To: marcos who wrote (3118 ) 9/24/2002 7:20:48 AM From: E. Charters Respond to of 8273 La Vicker 303 was Britain's answer to the Maxim automatic rifle field piece. It was made cheap for the brit war effort. As a matter of fact the clever brit socialist government got people to complain about Vickers profiteering during the war (how the hell would they know?) and they had to slash the price of the gun by half. The Vickers was water cooled and had to have water carriers, and expensive alcohol in the winter, but was very reliable and could fire for 24 hours at a time, so it outdid the Maxim or later Browning as an area denial weapon, despite its slower fire rate and unsuitability as both an air mounted weapon and an anti-aircraft weapon. It in fact performed in both those roles as well as the Lewis which was the closest thing to a man portable weapon in WWI at 22 kilograms. The Lewis actually had lots of success stories in the trenches despite its tendency to jam because it could be moved around quickly compared to the Maxim or Vickers. It could be manned by two to three men carrying drums and was often mounted on aircraft. I even saw a lewis mounted on a Cessna on the wings!
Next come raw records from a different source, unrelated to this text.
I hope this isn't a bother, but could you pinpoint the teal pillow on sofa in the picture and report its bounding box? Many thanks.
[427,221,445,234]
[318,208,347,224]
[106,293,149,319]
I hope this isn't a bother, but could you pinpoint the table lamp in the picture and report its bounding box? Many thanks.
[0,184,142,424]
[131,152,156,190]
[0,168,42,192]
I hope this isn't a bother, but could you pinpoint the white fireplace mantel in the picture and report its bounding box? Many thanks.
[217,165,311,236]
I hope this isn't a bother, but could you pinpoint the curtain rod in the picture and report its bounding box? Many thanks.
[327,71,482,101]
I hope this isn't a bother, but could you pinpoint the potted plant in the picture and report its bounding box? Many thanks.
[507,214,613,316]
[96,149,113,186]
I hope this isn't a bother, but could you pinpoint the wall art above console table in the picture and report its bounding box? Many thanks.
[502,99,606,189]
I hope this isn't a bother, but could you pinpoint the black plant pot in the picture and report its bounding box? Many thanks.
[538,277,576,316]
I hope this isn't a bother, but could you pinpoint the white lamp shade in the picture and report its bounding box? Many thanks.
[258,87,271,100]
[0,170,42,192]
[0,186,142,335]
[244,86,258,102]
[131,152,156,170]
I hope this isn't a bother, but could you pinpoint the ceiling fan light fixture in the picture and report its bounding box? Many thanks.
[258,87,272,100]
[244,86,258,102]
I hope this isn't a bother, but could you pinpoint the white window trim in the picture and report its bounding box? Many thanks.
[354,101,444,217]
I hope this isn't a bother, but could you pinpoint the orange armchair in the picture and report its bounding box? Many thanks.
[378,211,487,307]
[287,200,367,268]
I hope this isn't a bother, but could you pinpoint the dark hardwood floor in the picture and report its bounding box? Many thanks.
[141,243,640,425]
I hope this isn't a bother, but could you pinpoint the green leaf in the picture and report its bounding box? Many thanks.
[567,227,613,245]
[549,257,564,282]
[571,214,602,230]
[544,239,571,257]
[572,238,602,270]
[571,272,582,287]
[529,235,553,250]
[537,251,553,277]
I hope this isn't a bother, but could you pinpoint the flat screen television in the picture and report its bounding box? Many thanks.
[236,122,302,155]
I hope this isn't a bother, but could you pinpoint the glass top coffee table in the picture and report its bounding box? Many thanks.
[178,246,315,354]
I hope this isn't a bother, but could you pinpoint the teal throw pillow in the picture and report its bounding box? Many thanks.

With all the blarney about CO and greenhouse gases and the like you would think Canadians would make instrumentation for detection and control of engines and stacks. We rely on US, Japanese and German companies which charge the moon, and often their equipment is not calibrated correctly. We do not have an equivalent in Canada to Racal, Draeger, Sperry Rand, Honeywell, Thermodyne et al. Even companies like Blackwood Hodge, Rastall, Ajax, Dominion who made great iron things that went thump in the night and the like seem to have died. People do not seem to realize how much we lost by chasing away the primary industry and the secondary manufacturers who made it possible. Domestic manufacturing capacity is vital for jobs and development.
I know a prof who has all the patents for catalytic control for SO2. It strikes me that someone could make devices that used computing and active control for warning sensors like smoke detectors and the like for mines, furnaces and vehicles.